Richard Rogers: Pompidou and Millennium Dome architect dies aged 88

British architect Richard Rogers, known for designing some of the world’s most famous buildings including Paris’ Pompidou Centre, has died aged 88.

Rogers, who changed the London skyline with distinctive creations such as the Millennium Dome and the ‘Cheesegrater’, “passed away quietly” Saturday night, Freud communications agency’s Matthew Freud told the Press Association.

His son Roo Rogers also confirmed his death to the New York Times, but did not give the cause.

The Italian-born architect won a series of awards for his designs, including the 2007 Pritzker Prize, and is one of the pioneers of the “high-tech” architecture movement, distinguished by structures incorporating industrial materials such as glass and steel.

View of the Millenium Dome in 1999
View of the Millenium Dome in 1999 Photograph: DEA/S. LOMBARDI VALLAURI/De Agostini/Getty Images

He is the co-creator of France’s Pompidou Centre – opened in 1977 and famed for its multi-coloured, pipe-covered facade – which he designed with Italian architect Renzo Piano.

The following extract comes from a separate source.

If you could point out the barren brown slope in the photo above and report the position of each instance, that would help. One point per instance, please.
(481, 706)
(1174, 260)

Rogers’ other well-known designs include Strasbourg’s European court of human rights and the Three World Trade Center in New York, as well as international airport terminals in Madrid and London’s Heathrow.

Born in Florence in 1933, his father was a doctor, his mother a former pupil of the famed Irish writer James Joyce. The family fled the dictatorship of Mussolini, settling in England in 1938.

Pompidou Centre
Pompidou Centre in 2007 Photograph: Loïc Venance/AFP/Getty Images

London was miserable. The family had been comfortably middle-class in Italy but the relocation had reduced them to a single-room flat that ran on a coin meter for heating.

“Life had switched from colour to black-and-white,” Rogers recalled in his 2017 autobiography “A Place for all People”.

School was no easier either. Rogers was dyslexic at a time when there was no diagnosis for the condition and he was “called stupid”, he told the Guardian in 2017.

He was miserable, he said in his autobiography, “crying myself to sleep every night – years of unhappiness”.

He left school in 1951 with no qualifications but managed to gain entry into London’s Architectural Association School, known for its modernism.

He completed his architecture studies at Yale in the United States in 1962, where he met fellow British architect Norman Foster.

The European Court of Human Rights
The European Court of Human Rights, seen here in 2018 Photograph: Frederick Florin/AFP/Getty Images

Although buildings were Rogers’ world, he insisted it was the space around them that was key in defining those that worked.

“The two can’t be judged apart,” he told the Guardian in 2017.

“The Twin Towers in New York, for instance. They weren’t great buildings, but the space between them was.”